I also couldn't resist ordering the beet salad. Does every American and French restaurant in the five boroughs of New York City feature some form of beet appetizer or salad? Indeed. And while this beet salad -- here served with horseradish syrup, violet mustard, and sorrel -- was not the most memorable I've had, it was tasty and tangy and earthy, and certainly looked beautiful on the plate, painterly strokes of gorgeous magenta covering the bottom of the bowl.
I also indulged in a delicious bowl of salsify soup, here given the Middle Eastern treatment with a 'shmear' of tahini, crispy fried eggplant balls, and the added zip of meyer lemon. It was truly lick-your-bowl-clean scrumptious. We then moved on to a couple of main courses.

This included a new arrival. The latest fish dish was a sea bass, I believe, the night we were there, which has since been replaced by tilefish. The preparation remains the same, however, as it is on the current menu: the fillet is seared and served over roasted potatoes and dressed with an herb-walnut pesto. This was flavorful and light, beautifully executed fish cooking at work. 

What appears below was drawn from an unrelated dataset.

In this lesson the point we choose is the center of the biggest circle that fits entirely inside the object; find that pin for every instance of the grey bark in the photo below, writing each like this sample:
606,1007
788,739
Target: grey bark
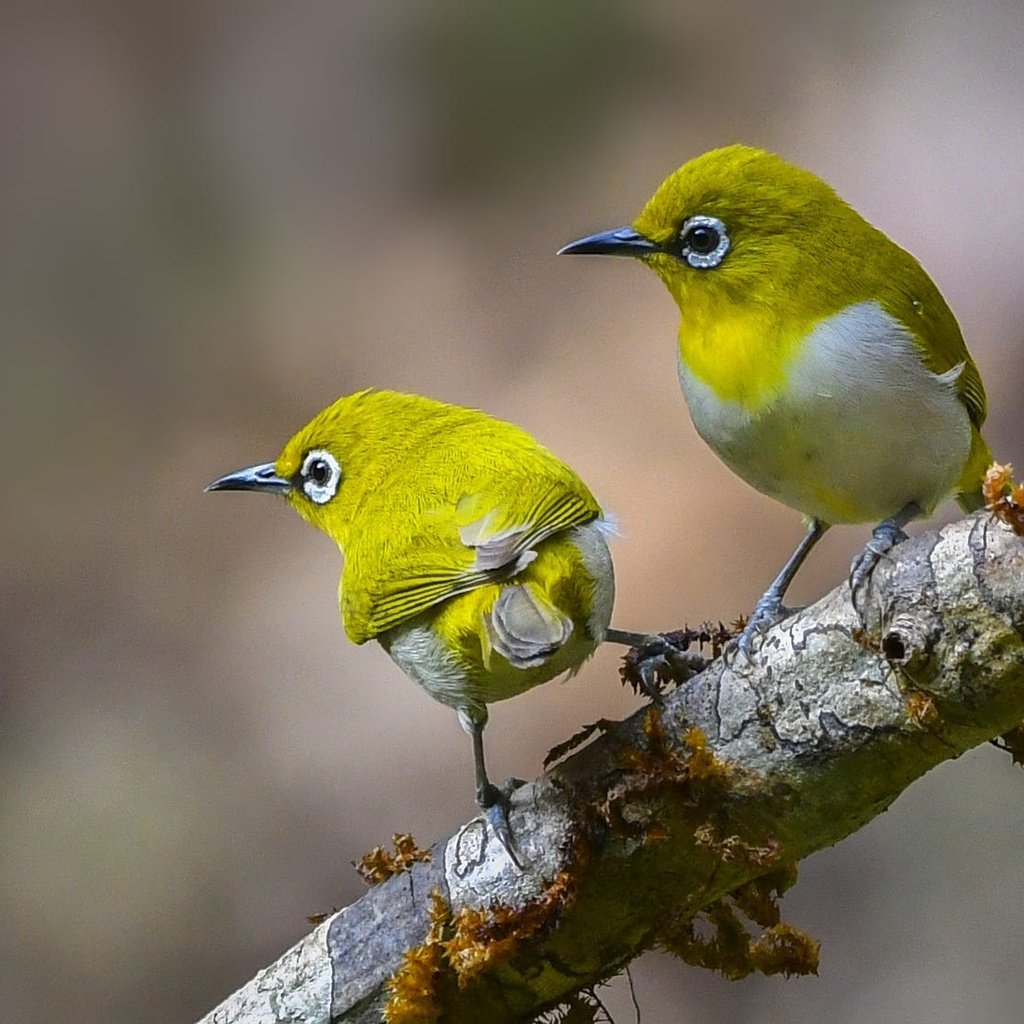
818,733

The pork chop was a heavier undertaking, with caramelized onions and turnips still representing the comfort food of an admittedly mild winter. The sauce was sweet and savory with a touch of mustard and wine -- perfect for sopping up with a bit of bread.

To close out the meal, my friends decided on the doughnuts with a salty caramel custard. I, however, took a slightly more savory route, and went for a final cheese course, a nicely veined blue cheese with fig marmalade and sliced green apple, accompanied by a glass of ruby port. How very European of me, no? And not a bad way to end a thoroughly enjoyable meal. We stepped out into the night and breathed in the air of this once-Dutch colony by the water. I peered inside and viewed the patrons still tippling at the bar. This, I thought, this is what it means to be a neighborhood spot. I'll be back again, with the hopes of colonizing a bar stool, for many languorous hours.